This person has painful feet, which only get worse. They have three ways to reduce their aching feet.
They could get a new pair of shoes, uncomfortable until broken in, but with a good fit afterwards. Or they can hop on one foot, leaving only one foot in pain. Or they can jump off a cliff and have no pain until they land, whenever that will happen.
The name of this person is America. And the painful problem arises, not from shoes, but from the U.S. government always spending more money than it takes in. Its hurtful budget habit is a symptom of a national illness that has infected the entire political system. America’s government could get new shoes any day, but it doesn’t, because its paralyzed.
The annual deficit is about six percent of the entire value of the national economy. Deficits in annual spending accumulate into the national debt that now equals the production of the entire economy. Obviously, this cannot go on endlessly.
The new pair of shoes would take the form of a balanced budget, financed by debt to pay for long-term purchases and taxes, including increases when necessary, to pay for current operations. Increasing taxes might be uncomfortable for a while, but it would reduce the pain before the debt kills the economy or cripples future generations.
Hopping on one foot happens when the government relies only on debt, while trying to cut spending and hoping to cut taxes. But hoping and hopping get harder as the costs of new promises mount. America gets a bit wobbly on its feet.
Or America can neither cut costs nor raise taxes. It simply jumps off the cliff, spending and borrowing with its eyes closed, not thinking about the hard landing.
The budget bill passed just in time to avoid a government shutdown is a clear case of jumping off the cliff. It kept the government running by extending an earlier budget, some of it wasteful and poorly aligned with current needs. Seemingly do-good items like emergency aid and farm funding were tacked on.

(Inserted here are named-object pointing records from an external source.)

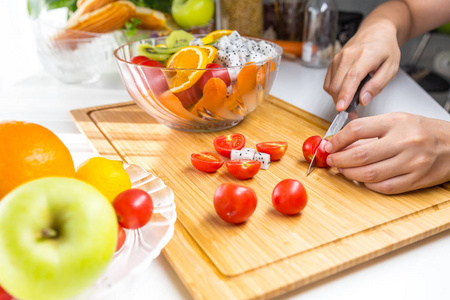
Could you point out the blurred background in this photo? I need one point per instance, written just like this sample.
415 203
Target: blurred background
426 58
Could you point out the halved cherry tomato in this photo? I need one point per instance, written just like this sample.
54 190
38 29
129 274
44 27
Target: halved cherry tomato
243 168
206 161
289 197
234 203
275 149
309 148
134 208
225 143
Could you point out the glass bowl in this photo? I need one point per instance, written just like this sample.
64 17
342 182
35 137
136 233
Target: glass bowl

By preventing a government shutdown, the bill has been celebrated as a bipartisan legislative success. It passed mainly because neither party wanted the blame for closing the government. In reality, it is a policy failure, because the two sides could not reach any agreement on a normal budget, the most basic function of Congress.
The entire process revealed that most in Congress did not get the message of the election. People don’t respect Congress, because it ignores their concerns in favor of playing its usual political games. More House Democrats than Republicans were needed to support the GOP Speaker’s budget deal, revealing how badly Washington is working.
The original bill and the final version were Christmas trees, decorated with goodies for both parties. Instead of understanding that voters prefer a practical government over one that uses debt without discipline, Congress continues to believe that the best solution is to throw money at any problem. No wonder it’s not popular.
In effect, many voters have decided that the federal government has moved on from New Deal-style government to at least a partial return to more traditional American conservatism. The business-as-usual of the past nine decades should be updated. But its handling of the budget bill shows that Congress won’t change.
The Democrats, as busy as the Republicans in adding tinsel to the tree, missed a great opportunity. They could have promptly agreed with President-elect Trump (and Elon Musk, apparently his prime minister) on a bare extension of spending with no add-ons. Where would that have left the House GOP? Any added spending would have been passed in a new bill.
Instead, the Democrats blocked Trump’s demand to raise the debt limit, believing a higher cap would permit him to extend and even increase current tax cuts. They wanted the GOP to accept full responsibility for piling on more debt. The debt cap was not in the final bill.
In reality, many Democrats, Trump and some Republicans agree that the debt ceiling is nothing more than an attention-grabbing tool to be used in budget negotiations. Only hardline Republicans seem willing to push the U.S. into default, if that’s what it takes to reduce spending.
The debt ceiling could be a clear violation of the Fourteenth Amendment requiring the federal government to make good on the borrowing arising from its spending commitments. This would have been the moment to kill this troublesome financial gimmick.
Trump’s grandstanding and hostile behavior, the unrealistic Democratic hopes of restoring the old ways and the mindless Republican warfare against compromise come at a price. They lead Washington to ignore popular demands for a well-functioning government that produces practical results.
The federal budget fiasco just proved that.
Gordon L. Weil formerly wrote for the Washington Post and other newspapers, served on the U.S. Senate and EU staffs, headed Maine state agencies and was a Harpswell selectman.